Donelan – who also heads the department responsible for gambling – announced plans to replace GDPR with a UK-specific set of rules at the ongoing Conservative Party conference in Birmingham, framing the reforms as part of the government’s wider move to slash regulation in the wake of the UK’s exit from the European Union.
“There remains a significant amount of red tape in our way, red tape that, as a newly independent nation free of EU bureaucracy, we can tailor to fit our country’s needs. One example of this is on data,” said Donelan.
The minister stated that the new data system would provide more flexibility for small businesses and help reduce the regulatory burden:
“No longer will our businesses be shackled by unnecessary red tape. At the moment, even though we have shortages of electricians and plumbers, GDPR ties them in knots with clunky bureaucracy. In its place, we will co-design with business a new system of data protection. We will look to those countries who achieve data adequacy without having GDPR, like Israel, Japan, South Korea, Canada and New Zealand.
“Our new data protection plan will focus on growth and common sense, helping to prevent losses from cyber-attacks and data breaches, while protecting data privacy. This will allow us to reduce the needless regulations and business-stifling elements, while taking the best bits from others around the world to form a truly bespoke, British system of data protection.
“It is time we seize this post-Brexit opportunity fully and unleash the full growth potential of British business. We can be the bridge across the Atlantic and operate as the world’s data hub,” she continued.
Implications for industry
With no detail on what the new rules would be, the effect on industry that a new data policy would have remains ambiguous. Charles Cohen, CEO of affordability solutions business Department of Trust, doubted that the imposition of affordability checks – expected to be part of the Gambling Act review – will be much affected, however.

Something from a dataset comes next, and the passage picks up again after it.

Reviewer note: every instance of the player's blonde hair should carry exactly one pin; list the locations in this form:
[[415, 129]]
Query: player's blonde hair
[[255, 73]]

“It’s unlikely that affordability checks for gambling will be much affected by any changes,” Cohen said.
He continued, arguing that financial data was always going to be something protected by data laws.
“Ultimately, the data which matters is information on your bank transactions and balances,” he said. “This stuff is privacy kryptonite. No one is going to allow it to be on general release without consent and accountability. I imagine a lot of people would revert to cash under the mattress if that happened.”
Meanwhile, a spokesman from the GB Gambling Commission said that efforts at implementing a single customer view remained ongoing, whatever the data protection standard.
“We will continue to work closely with the Information Commissioner’s Office (ICO) to ensure that a single-customer view solution is implemented in accordance with data protection law,” the spokesman said. “The Betting & Gaming Council (BGC) is currently working within the ICO’s regulatory sandbox to trial a SCV solution.”
Two sets of regulations
The response to the announcement has not been universally positive. Alison Williams, member of the UK Trade and Business Commission and global head of data at DunnHumby said in a statement on the Trade and Business Commission website that in effect the new rules would increase, rather than decrease the administrative burden for business. As most businesses already need to be compliant with EU GDPR, she said it would lead to two sets of rules instead of one.
“Despite the spin, scrapping GDPR would, in practice, double the administrative headache for the hundreds of thousands of British businesses who trade with or operate within the EU. They would be burdened with the overhead of two unique sets of regulations.
“Instead of making up policy on the hoof, ministers must recognise that smooth, barrier-free data sharing with the EU is essential to ensuring British businesses can trade and operate and commit that they will not pursue such an unnecessary and disastrous course of action.”